Orta also backed off a claim he had made to internal affairs investigators two days after Garner's death that Pantaleo had his knee on Garner's back for five to 10 seconds. The video showed it was not on his back.

Pantaleo's attorney, Stuart London, had argued at a department hearing last month though that the NYPD's chief surgeon ruled in 2014 that the cop hadn't used a chokehold. He re-upped his insistence in opening statements Monday, saying Pantaleo "did not use a chokehold but a neckhold, an approved method ... it's called a seat belt technique. The purpose is to take the individual down."

He also blamed Garner's health for his demise, saying the Staten Island father "died from being morbidly obese ... coupled with chronic asthma. He was a ticking time bomb who set these factors in motion by resisting arrest."

London also used those now infamous words, "I can't breathe," against Garner, saying, "We know he wasn't choked out because he is speaking." He said it was a misconception that those words were said when Pantaleo's hands were around Garner's neck, saying it happened when multiple cops tried to cuff him.

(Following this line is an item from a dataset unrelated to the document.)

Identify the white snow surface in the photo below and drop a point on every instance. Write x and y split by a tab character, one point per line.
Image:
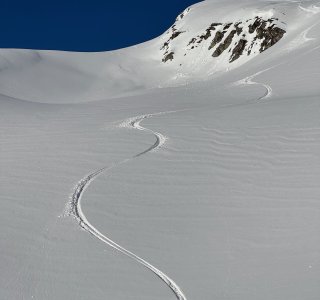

Emergency medical technicians casually strolled up to the scene without oxygen or other measures that could have helped Garner, who was so medically fragile that even a bear hug might have led to the same consequences, London said.

"The only one that did their job that day, I will submit, is officer Pantaleo," he said, adding Pantaleo feared for his life when he felt Garner was trying to push him toward a plate glass window.

Pantaleo, who is white and has been on desk duty since Garner's death, could face penalties ranging from the loss of vacation days to firing if he's found to have violated department rules. He has consistently denied wrongdoing and did not speak to reporters as he left his Staten Island home Monday morning.

Pantaleo does not face criminal charges; a grand jury declined to indict him the year Garner died, prompting days-long protests and marches across the city.

The NYPD decided to go forward with the disciplinary case against Pantaleo last year as it ran out of patience with the federal government's indecision about bringing a criminal case.

If convicted, Pantaleo could face punishment ranging from the loss of vacation days to firing.

Garner's family received $5.9 million from the city in 2015 to settle a wrongful death claim. Federal prosecutors have until July to file civil rights charges against Pantaleo.